De fait le virus apporte une nouvelle crise planétaire dans la crise planétaire de l’humanité à l’ère de la mondialisation. Mais on continue partout à considérer et traiter cette complexité en problèmes et secteurs séparés. Chaque Etat referme sa nation sur elle-même ; l’ONU ne propose aucune grande alliance planétaire de tous les Etats. Faut-il payer, en victimes supplémentaires, le somnambulisme généralisé et la carence des esprits qui séparent ce qui est relié ? Et pourtant, le virus nous révèle ce qui était occulté dans les esprits compartimentés formés dans nos systèmes éducatifs, esprits dominants chez les élites techno-économiques-financières : la complexité de notre monde humain dans l’interdépendance et l’intersolidarité du sanitaire, de l’économique, du social, de tout ce qui est humain et planétaire. Cette interdépendance se manifeste par des interactions et rétroactions innombrables entre les diverses composantes des sociétés et individus. Ainsi les perturbations économiques suscitées par l’épidémie en favorisent la propagation.

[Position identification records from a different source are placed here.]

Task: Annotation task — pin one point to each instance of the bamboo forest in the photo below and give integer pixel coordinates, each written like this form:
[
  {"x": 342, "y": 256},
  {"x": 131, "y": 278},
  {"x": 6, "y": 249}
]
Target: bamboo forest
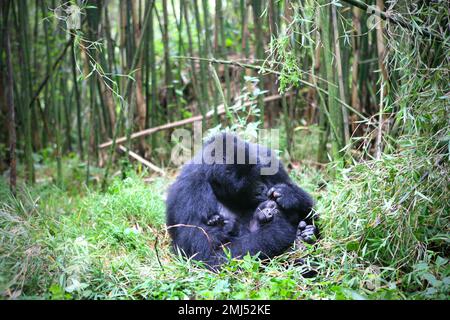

Le virus nous dit alors que cette interdépendance devrait susciter une solidarité humaine dans la prise de conscience de notre communauté de destin. Le virus nous révèle aussi ce que j’ai appelé «écologie de l’action» : l’action n’obéit pas nécessairement à l’intention, elle peut être déviée, détournée de son intention et revenir même en boomerang frapper celui qui l’a déclenchée. C’est ce que nous prédit le professeur Eric Caumes de la Pitié-Salpêtrière : «Au final, ce sont les réactions des politiques à ce virus émergeant qui vont aboutir à une crise économique globale… avec un bienfait écologique.» Ultime paradoxe de complexité : le mal économique pourrait générer un mieux écologique. A quel prix ? De toute façon, tout en nous faisant beaucoup de mal, le coronavirus nous dit des vérités essentielles.